Before anyone gets out a red letter and sows it to my chest, I would like to make a case, state the issue, and let the jury decide. [Maybe it’s my inner forensic nerd coming out, but my secret dreams of being the District Attorney for Law & Order SVU are seeping into the blog today. Listen Olivia Benson, just do what I say and everything will be fine.]

THE CASE

With pop culture creating a prefabricated expectation of marital union, it’s important hold fast to what is good, true, beautiful, noble, and right [See Philippians 4:6 as article #1]. There has been a shift from the representation of love and marriage in media from the 1960s to today. Leave It Beaver and Dick Van Dyke portrayed families in traditional familiar structures and celebrated normalcy. The hearth of health was home and every evening or closing monologue ended with conflict being resolved with a smile and hug.

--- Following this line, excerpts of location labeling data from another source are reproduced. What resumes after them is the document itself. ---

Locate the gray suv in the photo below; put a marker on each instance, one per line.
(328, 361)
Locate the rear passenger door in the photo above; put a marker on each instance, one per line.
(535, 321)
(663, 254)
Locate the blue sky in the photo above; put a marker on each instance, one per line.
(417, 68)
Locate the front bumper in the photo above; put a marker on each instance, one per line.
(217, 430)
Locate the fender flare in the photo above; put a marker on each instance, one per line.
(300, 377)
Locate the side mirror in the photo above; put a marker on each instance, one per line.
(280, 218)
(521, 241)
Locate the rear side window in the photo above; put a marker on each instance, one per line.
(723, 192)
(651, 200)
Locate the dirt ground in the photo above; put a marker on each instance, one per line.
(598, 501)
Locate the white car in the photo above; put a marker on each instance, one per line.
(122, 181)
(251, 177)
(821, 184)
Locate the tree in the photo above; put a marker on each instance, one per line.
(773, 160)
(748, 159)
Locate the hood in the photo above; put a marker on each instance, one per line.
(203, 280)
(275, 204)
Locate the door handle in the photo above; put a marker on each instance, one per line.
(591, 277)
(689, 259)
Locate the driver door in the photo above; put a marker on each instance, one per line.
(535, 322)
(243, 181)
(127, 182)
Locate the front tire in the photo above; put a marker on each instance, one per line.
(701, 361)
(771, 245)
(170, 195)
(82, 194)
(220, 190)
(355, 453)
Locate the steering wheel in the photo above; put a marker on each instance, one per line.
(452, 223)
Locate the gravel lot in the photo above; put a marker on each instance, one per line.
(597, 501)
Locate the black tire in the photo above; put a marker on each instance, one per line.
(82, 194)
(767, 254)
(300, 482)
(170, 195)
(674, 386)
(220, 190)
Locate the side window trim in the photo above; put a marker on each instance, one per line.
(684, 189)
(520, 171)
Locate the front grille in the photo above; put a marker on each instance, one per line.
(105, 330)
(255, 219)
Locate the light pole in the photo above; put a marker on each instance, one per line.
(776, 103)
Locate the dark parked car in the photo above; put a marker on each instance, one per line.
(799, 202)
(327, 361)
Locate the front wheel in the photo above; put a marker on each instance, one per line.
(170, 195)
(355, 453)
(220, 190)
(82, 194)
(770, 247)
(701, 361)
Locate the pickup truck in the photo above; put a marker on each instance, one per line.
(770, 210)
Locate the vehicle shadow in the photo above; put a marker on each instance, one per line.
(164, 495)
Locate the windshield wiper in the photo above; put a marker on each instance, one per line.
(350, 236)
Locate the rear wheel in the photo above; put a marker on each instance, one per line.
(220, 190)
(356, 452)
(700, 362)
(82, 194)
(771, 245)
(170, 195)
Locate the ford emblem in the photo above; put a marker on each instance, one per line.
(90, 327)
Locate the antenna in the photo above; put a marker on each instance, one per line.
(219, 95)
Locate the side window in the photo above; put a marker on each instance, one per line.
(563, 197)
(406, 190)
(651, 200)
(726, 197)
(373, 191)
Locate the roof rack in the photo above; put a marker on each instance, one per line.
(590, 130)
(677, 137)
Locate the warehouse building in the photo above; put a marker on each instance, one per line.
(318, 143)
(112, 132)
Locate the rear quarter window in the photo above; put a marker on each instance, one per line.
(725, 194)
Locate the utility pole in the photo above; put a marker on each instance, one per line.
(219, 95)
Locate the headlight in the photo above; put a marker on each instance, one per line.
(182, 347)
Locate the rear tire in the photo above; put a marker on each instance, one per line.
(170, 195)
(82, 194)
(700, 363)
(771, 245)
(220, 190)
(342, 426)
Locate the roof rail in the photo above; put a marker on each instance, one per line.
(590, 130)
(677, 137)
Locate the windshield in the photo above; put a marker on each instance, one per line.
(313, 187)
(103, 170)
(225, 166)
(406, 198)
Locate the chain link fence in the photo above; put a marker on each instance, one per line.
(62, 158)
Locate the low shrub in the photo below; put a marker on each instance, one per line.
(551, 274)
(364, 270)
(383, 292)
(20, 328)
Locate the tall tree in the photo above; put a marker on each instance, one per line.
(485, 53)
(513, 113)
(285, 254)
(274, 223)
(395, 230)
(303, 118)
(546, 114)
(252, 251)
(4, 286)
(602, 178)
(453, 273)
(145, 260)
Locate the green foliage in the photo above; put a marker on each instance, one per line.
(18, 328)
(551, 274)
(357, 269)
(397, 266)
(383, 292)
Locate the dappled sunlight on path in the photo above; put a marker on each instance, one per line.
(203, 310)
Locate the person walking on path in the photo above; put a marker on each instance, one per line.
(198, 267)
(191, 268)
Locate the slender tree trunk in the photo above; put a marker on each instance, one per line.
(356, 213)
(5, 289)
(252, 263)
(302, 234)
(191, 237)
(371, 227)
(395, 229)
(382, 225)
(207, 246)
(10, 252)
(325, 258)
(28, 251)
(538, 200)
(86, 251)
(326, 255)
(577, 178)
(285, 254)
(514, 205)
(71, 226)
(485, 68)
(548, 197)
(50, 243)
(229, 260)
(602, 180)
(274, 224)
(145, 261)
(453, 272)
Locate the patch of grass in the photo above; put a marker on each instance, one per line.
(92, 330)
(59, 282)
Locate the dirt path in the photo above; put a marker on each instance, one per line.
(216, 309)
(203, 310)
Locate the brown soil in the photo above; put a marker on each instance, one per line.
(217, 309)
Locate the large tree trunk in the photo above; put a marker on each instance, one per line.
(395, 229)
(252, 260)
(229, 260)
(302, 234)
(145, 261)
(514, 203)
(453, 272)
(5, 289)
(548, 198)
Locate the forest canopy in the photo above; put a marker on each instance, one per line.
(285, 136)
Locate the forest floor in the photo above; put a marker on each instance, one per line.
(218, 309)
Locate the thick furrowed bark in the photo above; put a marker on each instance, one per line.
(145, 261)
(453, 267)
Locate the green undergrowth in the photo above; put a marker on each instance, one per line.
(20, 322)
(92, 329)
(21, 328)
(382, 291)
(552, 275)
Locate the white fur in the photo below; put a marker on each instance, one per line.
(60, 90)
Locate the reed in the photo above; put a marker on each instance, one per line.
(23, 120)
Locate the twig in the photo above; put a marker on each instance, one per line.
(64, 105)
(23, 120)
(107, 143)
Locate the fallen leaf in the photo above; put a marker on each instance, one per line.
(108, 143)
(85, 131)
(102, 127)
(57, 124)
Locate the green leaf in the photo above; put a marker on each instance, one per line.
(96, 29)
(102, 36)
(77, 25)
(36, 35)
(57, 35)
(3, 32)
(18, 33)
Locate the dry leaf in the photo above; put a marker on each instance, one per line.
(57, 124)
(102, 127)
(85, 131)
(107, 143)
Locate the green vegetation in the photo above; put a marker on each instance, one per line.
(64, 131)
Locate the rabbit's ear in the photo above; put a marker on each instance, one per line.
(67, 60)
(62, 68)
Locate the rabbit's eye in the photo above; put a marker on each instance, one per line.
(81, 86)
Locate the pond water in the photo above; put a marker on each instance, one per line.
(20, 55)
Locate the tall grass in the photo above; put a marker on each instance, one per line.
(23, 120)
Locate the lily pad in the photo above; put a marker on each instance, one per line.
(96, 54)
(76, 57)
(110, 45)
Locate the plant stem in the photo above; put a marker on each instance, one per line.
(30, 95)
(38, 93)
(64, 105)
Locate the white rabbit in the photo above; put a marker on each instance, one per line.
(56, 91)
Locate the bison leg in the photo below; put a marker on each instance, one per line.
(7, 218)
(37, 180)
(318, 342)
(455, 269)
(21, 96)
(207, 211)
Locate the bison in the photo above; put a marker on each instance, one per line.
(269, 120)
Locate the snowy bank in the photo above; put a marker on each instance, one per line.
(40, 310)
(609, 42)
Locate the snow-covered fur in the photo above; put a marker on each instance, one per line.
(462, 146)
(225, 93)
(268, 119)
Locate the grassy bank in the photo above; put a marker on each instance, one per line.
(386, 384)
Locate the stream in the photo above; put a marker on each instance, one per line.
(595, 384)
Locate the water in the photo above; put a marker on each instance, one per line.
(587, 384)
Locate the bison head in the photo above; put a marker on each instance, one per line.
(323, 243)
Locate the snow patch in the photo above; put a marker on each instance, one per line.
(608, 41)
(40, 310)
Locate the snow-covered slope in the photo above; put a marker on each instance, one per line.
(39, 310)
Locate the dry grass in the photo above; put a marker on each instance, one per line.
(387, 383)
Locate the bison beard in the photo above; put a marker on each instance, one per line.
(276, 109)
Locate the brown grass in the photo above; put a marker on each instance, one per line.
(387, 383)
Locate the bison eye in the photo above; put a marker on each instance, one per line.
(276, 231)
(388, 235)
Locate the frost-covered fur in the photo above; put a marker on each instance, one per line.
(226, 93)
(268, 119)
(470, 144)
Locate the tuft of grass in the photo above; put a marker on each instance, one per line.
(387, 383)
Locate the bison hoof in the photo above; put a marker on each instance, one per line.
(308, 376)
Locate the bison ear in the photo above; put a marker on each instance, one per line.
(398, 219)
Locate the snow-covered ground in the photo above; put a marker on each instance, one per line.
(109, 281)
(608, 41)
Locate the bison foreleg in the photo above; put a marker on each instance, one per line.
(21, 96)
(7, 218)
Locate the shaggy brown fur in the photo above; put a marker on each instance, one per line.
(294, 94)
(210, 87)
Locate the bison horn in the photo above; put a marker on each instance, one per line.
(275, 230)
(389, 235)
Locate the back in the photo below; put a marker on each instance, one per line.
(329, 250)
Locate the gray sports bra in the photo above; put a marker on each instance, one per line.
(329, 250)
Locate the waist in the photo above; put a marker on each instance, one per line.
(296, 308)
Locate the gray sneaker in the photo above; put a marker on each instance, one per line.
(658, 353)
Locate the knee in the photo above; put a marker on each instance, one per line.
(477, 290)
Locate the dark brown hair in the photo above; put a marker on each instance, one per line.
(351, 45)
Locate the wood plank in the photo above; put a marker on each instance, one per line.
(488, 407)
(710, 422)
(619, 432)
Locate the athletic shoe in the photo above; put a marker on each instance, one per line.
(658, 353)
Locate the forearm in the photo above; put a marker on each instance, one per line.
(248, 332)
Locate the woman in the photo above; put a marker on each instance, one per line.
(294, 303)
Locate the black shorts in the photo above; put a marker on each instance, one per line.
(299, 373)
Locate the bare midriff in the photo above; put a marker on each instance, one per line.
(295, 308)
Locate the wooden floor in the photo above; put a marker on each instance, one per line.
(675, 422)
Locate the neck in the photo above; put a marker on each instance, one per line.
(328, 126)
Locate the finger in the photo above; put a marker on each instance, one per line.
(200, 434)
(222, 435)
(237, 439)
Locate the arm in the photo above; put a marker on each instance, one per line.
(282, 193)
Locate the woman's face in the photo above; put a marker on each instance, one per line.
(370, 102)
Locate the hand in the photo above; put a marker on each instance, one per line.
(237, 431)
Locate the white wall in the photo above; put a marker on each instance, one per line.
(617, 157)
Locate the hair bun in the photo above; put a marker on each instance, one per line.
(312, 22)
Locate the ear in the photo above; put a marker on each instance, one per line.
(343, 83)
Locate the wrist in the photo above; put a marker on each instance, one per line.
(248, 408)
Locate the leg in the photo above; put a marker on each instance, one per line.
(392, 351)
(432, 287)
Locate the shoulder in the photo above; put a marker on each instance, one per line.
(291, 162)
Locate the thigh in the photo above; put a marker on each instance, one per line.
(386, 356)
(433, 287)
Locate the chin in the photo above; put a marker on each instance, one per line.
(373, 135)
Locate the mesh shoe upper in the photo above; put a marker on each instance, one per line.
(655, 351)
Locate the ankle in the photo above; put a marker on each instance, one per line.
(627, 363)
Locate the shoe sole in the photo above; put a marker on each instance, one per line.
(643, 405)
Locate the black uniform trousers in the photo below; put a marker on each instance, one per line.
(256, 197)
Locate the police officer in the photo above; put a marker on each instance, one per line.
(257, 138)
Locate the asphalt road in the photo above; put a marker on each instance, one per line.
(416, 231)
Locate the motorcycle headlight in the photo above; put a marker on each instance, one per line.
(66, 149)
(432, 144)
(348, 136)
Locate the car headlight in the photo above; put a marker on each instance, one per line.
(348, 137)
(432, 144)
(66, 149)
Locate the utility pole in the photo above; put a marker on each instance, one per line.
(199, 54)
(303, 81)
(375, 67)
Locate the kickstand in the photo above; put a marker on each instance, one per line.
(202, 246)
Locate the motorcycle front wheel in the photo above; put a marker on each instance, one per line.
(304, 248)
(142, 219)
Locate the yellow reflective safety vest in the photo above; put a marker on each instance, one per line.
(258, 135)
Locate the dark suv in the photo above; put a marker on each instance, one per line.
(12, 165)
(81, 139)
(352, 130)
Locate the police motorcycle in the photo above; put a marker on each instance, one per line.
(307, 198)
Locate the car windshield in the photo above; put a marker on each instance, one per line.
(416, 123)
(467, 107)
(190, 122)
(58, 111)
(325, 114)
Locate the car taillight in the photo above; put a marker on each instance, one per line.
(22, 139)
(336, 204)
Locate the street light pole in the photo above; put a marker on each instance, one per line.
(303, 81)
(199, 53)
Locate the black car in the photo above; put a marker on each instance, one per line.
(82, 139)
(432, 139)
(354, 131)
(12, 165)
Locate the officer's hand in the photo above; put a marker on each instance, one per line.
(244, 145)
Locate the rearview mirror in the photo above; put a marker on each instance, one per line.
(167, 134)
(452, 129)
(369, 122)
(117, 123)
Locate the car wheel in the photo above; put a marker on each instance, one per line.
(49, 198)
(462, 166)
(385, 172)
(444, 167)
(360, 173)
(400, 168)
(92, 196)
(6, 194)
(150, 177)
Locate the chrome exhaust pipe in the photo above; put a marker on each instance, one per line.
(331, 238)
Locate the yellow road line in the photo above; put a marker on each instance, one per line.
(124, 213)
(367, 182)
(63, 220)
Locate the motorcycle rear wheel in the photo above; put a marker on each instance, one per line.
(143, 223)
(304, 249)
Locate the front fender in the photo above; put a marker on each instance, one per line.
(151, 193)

Fast forward to more modern reflections of family from the 90s to today [Rosanne, Married with Children, The Simpsons, Arrested Development, Malcom in the Middle, Family Guy] and you’ll see there is a shift in the depiction of family as well as the marital affection between parents.

If you think I’m going to bash pop culture or media, I’ll show you my TiVo shows, concert tickets, and shout MAZEL like we’re in the Bravo club house and you’ll realize where my affinity lies. However, I believe we—as intelligent, divinely created human beings—have the capacity to create and adhere to the beauty of love and commitment contrary to what is portrayed through movies, magazines, marketing, and media.

I believe we can display marital affection in a way that encourages and affirms healthy affection between spouses… even at church.

THE ISSUE

People, I’m a passionate woman who loves deeply and expresses affection through physical  touch and word. I made a vow to a man over three years ago to love and to cherish from this day forth. And I intend on keeping it.  I also happen to think he’s a ravishing piece of masculine flesh, so pardon me if I happen to sneak a kiss from him in broad daylight.

Public Displays of Affection [PDA] can be offensive to some and I do believe there should be a standard of what is acceptable [penal code 277 forbids public acts of hokey pokey, if you know what I mean]. But is there a ridiculous unstated standard on church property?

Example One: While at church a few weeks ago, I saw my husband at church and because it was a Sunday and he was serving all day, I didn’t get a chance to say good morning or goodbye as he left the house for work. I casually went up to him and kissed him—to which you might have assumed I jumped on his back and started humping his leg like a dog.

Obviously he was embarrassed that I enacted upon such a lewd act [oh you know, a kiss in public] and kinda laughed like Whoa-keep-it-down-cowgirl,-this-here-is-holy-ground kind of way [God bless his public Puritanical German ways]. To which I rolled my eyes and said, OH MY GOSH! It’s not like we’re David and Bathsheba’ing this moment. We’re married. We kiss. It’s fine. 

Maybe his reaction of warranted. I’ll let you decide.

Example 2: Last week while saying goodbye to Matt at church, I hugged him and gave him a slight pat on his backside. It wasn’t a grope or grab, but more like a Get-back-in-the-game love tap.

Apparently someone saw because a woman came up to me and asked if I grabbed my husband’s butt at church. I laughed a bit because I was nervous but explained that as an athlete and previous coach, I usually do that as a force of habit. She said that as a pastor’s wife, she expected more from me.

What I wanted to say:

  • Oh you expected more? Me too! I love that man and given the opportunity to suck on his face, I would’ve liked that. We’re married and it’s high time we start showing married people who actually LIKE being married. Maybe you should MAKE OUT with your husband so it’ll loosen you up, sister!

What I said:

  • Pastor’s wife? Oh, uh, yeah. I’m a pastor’s wife. Well, uh, we’re newly weds. 

THE JURY

Let’s get real: I’m still going to do my thang’ and publicly love my husband. In the words of of the Jersey Shore DJ Pauly D, You do you and I’m going to do me. But I’m also open to better addressing this issue.

PDAs are one thing, but if there is an unwritten rule about affection at church, will someone please let me know?

What’s the verdict? Where do people stand on this issue? Furthermore, is there a way to affirm marital affection in public without offending those from the Victorian era of puritanical virtues?